Darfour: la Cours Pénale Internationale s'active

Publié le par Jules BOYADJIAN

Alors que les violences au Darfour n'ont pas cédé depuis février 2003, entraînant un véritable nettoyage ethnique dans cette région du Sud Soudan, les instances internationales tentent d’agir pour faire cesser les massacres. Suite au rapport de la Commission d’enquête des Nations unies, publié en janvier 2005, qui concluait à la perpétration de crimes de guerre et Crimes contre l’Humanité au Darfour et recommandait de mener de plus amples actions afin de s’assurer que les responsables de ces atrocités répondent de leurs actes, le Conseil de sécurité des Nations unies a alors saisi la Cour Pénale International (CPI) sur la situation au Darfour en mars de la même année.
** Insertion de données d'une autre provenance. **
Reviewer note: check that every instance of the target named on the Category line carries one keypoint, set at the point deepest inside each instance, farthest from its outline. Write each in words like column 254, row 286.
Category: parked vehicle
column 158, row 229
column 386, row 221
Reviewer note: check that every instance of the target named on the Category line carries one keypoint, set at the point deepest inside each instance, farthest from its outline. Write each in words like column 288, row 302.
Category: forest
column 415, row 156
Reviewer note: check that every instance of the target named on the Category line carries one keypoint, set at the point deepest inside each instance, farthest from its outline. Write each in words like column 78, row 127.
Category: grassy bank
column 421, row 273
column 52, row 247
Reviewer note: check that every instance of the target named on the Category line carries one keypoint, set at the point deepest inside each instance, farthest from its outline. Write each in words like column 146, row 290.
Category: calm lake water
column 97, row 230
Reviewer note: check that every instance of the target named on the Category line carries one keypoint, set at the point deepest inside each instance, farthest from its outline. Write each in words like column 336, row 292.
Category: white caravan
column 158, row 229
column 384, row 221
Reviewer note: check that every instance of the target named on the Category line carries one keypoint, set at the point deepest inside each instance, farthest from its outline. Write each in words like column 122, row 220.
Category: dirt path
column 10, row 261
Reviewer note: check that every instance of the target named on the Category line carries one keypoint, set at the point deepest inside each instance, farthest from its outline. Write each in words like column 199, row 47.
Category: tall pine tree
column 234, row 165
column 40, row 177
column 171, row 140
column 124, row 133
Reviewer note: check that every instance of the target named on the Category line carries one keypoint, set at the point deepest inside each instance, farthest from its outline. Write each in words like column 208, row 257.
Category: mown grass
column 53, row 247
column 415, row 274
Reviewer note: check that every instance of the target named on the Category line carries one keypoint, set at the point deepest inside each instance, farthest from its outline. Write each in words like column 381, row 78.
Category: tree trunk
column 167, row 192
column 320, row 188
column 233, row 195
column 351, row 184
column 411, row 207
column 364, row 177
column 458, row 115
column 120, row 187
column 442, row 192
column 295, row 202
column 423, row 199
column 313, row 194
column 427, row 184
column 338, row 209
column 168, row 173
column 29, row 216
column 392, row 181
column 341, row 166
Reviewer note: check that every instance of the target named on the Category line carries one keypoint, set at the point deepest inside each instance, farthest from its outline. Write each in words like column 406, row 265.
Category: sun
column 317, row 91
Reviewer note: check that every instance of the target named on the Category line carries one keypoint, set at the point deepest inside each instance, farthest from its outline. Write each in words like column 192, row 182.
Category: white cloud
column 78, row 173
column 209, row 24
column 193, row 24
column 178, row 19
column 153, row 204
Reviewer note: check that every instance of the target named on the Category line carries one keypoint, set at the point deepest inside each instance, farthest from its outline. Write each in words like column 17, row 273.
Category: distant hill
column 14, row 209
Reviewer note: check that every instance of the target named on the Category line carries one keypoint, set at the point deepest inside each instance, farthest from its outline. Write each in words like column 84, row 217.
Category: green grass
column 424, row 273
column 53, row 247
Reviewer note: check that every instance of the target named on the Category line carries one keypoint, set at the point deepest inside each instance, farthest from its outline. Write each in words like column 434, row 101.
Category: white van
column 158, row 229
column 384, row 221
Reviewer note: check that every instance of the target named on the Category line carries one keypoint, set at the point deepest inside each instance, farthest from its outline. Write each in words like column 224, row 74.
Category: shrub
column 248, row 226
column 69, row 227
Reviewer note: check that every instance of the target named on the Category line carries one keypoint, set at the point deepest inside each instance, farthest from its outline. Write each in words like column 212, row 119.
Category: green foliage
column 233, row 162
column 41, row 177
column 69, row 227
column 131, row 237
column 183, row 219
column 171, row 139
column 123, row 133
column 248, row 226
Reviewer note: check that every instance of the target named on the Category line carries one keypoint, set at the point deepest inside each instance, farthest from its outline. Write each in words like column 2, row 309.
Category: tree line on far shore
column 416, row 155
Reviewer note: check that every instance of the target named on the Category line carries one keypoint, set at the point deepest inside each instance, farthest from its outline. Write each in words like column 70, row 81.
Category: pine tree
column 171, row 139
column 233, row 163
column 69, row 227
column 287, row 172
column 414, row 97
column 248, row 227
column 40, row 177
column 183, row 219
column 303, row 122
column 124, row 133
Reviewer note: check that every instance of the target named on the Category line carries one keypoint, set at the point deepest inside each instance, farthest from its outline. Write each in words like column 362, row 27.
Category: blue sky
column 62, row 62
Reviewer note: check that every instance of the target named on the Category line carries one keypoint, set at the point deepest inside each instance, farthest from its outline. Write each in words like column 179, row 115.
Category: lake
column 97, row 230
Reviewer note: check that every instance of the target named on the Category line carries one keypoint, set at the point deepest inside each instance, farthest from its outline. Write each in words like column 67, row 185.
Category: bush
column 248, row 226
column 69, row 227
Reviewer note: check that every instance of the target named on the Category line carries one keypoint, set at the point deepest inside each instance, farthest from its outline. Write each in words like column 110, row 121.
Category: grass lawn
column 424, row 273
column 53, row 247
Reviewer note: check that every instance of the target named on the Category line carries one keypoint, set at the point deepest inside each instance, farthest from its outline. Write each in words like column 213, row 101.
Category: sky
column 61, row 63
Le Procureur de la CPI a donc ouvert une enquête en juin 2005 et donc soumet au Conseil de sécurité des mises à jour régulières des activités de son Bureau sur la situation au Darfour

Le 27 février 2007, le Procureur de la CPI Luis Moreno Ocampo a annoncé qu’il avait recueilli des éléments de preuves suffisants pour demander à la Chambre préliminaire I de la CPI, la délivrance de deux citations à comparaître à l’encontre de Ahmad Muhammad Harun, ancien Ministre de l’Intérieur du gouvernement soudanais, et Ali Muhammad Ali Abd-Al-Rahman, l’un des commandants, des milices « janjawids », qui répandent la terreur dans la région et tuent des milliers de vies humaines. Aussi le Procureur de la CPI a établi les liens entre le gouvernement de Khartoum et les milices “janjawids”, et a donc engagé la responsabilité de ces deux hommes dans la perpétration d’exécutions sommaires, de viols, déplacements forcés de population et de pillages. Cette décision est très importante est porteuse d’espoirs dans bien des domaines. Il est de notoriété publique que le gouvernement soudanais est au cœur de l’élaboration de ce processus criminel. Or, en raison du principe de souveraineté, une action internationale, comprenant l’envoie de forces onusiennes de maintient de la paix, en vue de protéger les populations civiles du Darfour, n’est pas possible sans l’accord du gouvernement soudanais. Sinon il y a violation de la souveraineté de l’Etat ce qui constitue un motif de guerre. Comme les instances de Khartoum sont partie prenante dans le conflit, cette démarche ne peut aboutir. Rappelons que le Darfour est une région du Soudan.

L’intérêt de la procédure judiciaire par l’intermédiaire de la CPI est que le gouvernement soudanais se trouve contraint de coopérer. En effet, bien que le Soudan n’ait pas ratifié le statut de la CPI, son obligation à coopérer avec la Cour résulte de la résolution 1593 du Conseil de sécurité de l’ONU, du 31 mars 2005, qui référait la situation au Darfour au Procureur de la CPI. Son action est donc déterminante.  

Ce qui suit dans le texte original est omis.